The day of the Beale incident recounted above – the darkest day of the crisis – had already seen a bizarre close shave that morning caused by a routine drill conducted at an advance warning radar station at Moorestown, New Jersey. A test tape was run which simulated a missile attack from the Caribbean. In a potentially fatal coincidence, at the same moment what was later identified as a friendly US spy satellite was detected on its normal flight path over Cuba. It appeared in exactly the same place and at exactly the same time as the test simulation of an enemy missile. When the test finish
ed, the object was still there. According to the station log of the incident, operators ‘became confused’ about what was real and what was part of the drill. They notified central command that America was under attack from Cuba and that the apparent missile was targeted on Tampa, Florida, with impact in two minutes.
The Situation Room dealing with the Missile Crisis was notified that war had started. When nothing happened two minutes later, the station began to realise its mistake. Other tracking stations began to confirm the true identity of the mystery object. Ironically, and fortunately, on this occasion there simply had not been enough time for the military high command to make a decision to respond.
In 1985, during evidence to an Australian Commission of Inquiry on nuclear weapons tests in the 1950s, it was revealed that British Ministry of Defence scientists considered using Duncansby Head near Wick in northeast Scotland as the site for Britain’s nuclear bomb tests.

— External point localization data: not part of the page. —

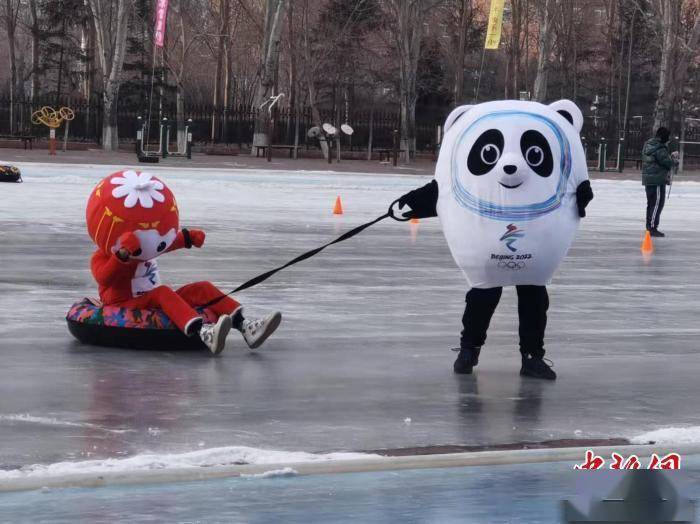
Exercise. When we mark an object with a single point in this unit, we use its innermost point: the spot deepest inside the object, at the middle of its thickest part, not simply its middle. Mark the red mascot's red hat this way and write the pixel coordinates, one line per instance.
(130, 201)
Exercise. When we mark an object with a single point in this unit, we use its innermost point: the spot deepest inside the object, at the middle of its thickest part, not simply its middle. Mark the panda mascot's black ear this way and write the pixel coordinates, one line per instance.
(570, 111)
(454, 116)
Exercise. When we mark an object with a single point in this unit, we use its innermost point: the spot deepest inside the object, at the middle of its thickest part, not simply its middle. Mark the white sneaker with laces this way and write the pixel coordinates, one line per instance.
(255, 332)
(214, 335)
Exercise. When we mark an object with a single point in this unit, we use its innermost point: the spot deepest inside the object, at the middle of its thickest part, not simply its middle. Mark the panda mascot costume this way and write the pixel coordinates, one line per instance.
(133, 218)
(510, 186)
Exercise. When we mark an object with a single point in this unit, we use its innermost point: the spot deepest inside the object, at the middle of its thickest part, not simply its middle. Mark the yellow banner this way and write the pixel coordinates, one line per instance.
(493, 36)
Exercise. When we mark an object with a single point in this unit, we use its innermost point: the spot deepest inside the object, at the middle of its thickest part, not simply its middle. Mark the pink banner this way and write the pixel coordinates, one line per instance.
(161, 17)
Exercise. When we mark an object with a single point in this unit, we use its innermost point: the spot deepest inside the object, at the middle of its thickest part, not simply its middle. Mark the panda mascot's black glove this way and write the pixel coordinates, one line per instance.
(422, 201)
(584, 194)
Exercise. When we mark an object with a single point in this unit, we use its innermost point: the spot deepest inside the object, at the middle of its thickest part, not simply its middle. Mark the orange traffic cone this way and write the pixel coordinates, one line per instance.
(338, 208)
(647, 245)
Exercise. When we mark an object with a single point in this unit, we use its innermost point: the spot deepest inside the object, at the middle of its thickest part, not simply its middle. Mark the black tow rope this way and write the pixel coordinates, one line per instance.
(345, 236)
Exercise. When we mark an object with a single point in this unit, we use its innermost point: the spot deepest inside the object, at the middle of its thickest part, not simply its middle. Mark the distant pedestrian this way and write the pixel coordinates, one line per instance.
(656, 175)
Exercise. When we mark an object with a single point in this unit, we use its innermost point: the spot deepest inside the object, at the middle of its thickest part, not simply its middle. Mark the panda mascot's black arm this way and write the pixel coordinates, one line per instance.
(422, 201)
(584, 194)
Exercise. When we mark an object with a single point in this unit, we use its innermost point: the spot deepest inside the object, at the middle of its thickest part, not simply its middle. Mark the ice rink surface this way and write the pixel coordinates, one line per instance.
(362, 360)
(523, 494)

It was eventually ruled out – only on the grounds that weather records showed it rained too much for the monitoring equipment. The tests were transferred to the remote Australian outback.
The inquiry heard evidence that in 1953 the government also inspected potential sites at Skipsea on the Yorkshire coast and Mablethorpe in Lincolnshire. They were ruled out because of the likelihood of ‘very considerable local feeling’.
One of the most alarming periods in the Cold War for America – the so-called ‘bomber gap’ in the mid-1950s which diverted a billion dollars of defence expenditure to the problem of catching up with the Soviets – was an entirely nonexistent threat created by a simple Kremlin ruse to fool the United States.